Por que mamãe estava chorando?
Por que todos estavam correndo, os carros seguindo uma única direção?
Eva? Eva?


Eva balançou a cabeça, espantando a memória ruim. Respirou fundo, esperando manter os últimos fios de coragem para apertar os gatilhos.
Joseph e Edward mantinham o olhar fixo no açougue, seus rifles levantados à altura dos olhos.
Os gemidos se aproximavam, agora formando vultos.
Eva abaixou-se, desligando a lanterna de Joseph. Deviam permanecer na escuridão, dar o mínimo de pistas possível de como serem localizados; se ainda não tinham sido notados, tinham a mínima chance de fugir despercebidos. Mas se tivessem sido, acima de tudo, deveriam permanecer unidos; uma vez que os tiros começassem, ELES poderiam vir de qualquer lugar; e uma ferida profunda seria pior ainda: atrairia multidões deles, assim como açucar atraindo formigas. Mesmo que corressem, ELES correriam atrás; pior: eram mais rápidos.

Gemidos menores.

Passos pesados avançando pelo açougue.

Isso era mal. Não estavam andando aleatoriamente, estavam seguindo uma direção. Se fosse a
errada, ainda teriam chance de fugir furtivos...

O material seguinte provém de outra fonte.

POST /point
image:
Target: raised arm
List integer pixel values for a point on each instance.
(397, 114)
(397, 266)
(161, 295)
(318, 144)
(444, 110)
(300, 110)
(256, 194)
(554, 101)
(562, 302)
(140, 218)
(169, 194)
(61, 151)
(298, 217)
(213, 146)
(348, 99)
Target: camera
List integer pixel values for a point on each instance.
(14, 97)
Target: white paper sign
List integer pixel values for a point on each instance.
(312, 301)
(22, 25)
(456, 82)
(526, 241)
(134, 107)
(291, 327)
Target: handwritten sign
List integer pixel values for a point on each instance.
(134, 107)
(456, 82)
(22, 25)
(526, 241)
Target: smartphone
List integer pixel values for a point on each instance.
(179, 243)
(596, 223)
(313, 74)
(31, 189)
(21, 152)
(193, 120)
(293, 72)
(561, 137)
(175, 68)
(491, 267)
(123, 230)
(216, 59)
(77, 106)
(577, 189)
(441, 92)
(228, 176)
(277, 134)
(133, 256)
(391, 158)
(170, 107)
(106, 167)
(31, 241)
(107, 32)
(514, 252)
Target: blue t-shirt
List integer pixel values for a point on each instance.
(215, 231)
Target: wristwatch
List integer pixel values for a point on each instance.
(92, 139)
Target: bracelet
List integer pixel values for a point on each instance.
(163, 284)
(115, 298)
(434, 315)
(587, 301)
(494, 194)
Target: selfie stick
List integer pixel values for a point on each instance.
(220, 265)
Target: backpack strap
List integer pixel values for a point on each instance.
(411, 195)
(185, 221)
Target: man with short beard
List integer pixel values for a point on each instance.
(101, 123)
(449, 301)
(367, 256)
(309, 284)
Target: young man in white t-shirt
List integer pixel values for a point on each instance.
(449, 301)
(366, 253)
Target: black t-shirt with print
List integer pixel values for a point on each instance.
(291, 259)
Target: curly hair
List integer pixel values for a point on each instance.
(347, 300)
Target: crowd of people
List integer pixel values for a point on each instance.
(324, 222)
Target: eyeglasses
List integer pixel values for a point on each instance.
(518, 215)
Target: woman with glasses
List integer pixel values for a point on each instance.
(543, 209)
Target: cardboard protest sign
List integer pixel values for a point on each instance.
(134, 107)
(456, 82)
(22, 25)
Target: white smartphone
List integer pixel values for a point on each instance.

Uma pegada úmida. Uma mão apoiando-se numa plataforma e tomando impulso.
Estavam passando por cima do balcão do açougue. Era pior do que Eva pensava: estavam seguindo AQUELA direção.

Tudo estava escuro; desde que Eva desligara a lanterna, suas pupilas ainda não haviam dilatado o suficiente para enxergar na penumbra. Os vultos perambulando pelo corredor, os passos mais pesados, os gemidos mais altos; estariam a uma distância de uns 12 metros e avançavam. Era muito perto, não tinha como errar: estavam indo para lá. Sentiram o cheiro de algo e se aproximavam para verificar se esse algo ainda era capaz de sangrar; mas nenhum dos três queria sangrar aquele dia.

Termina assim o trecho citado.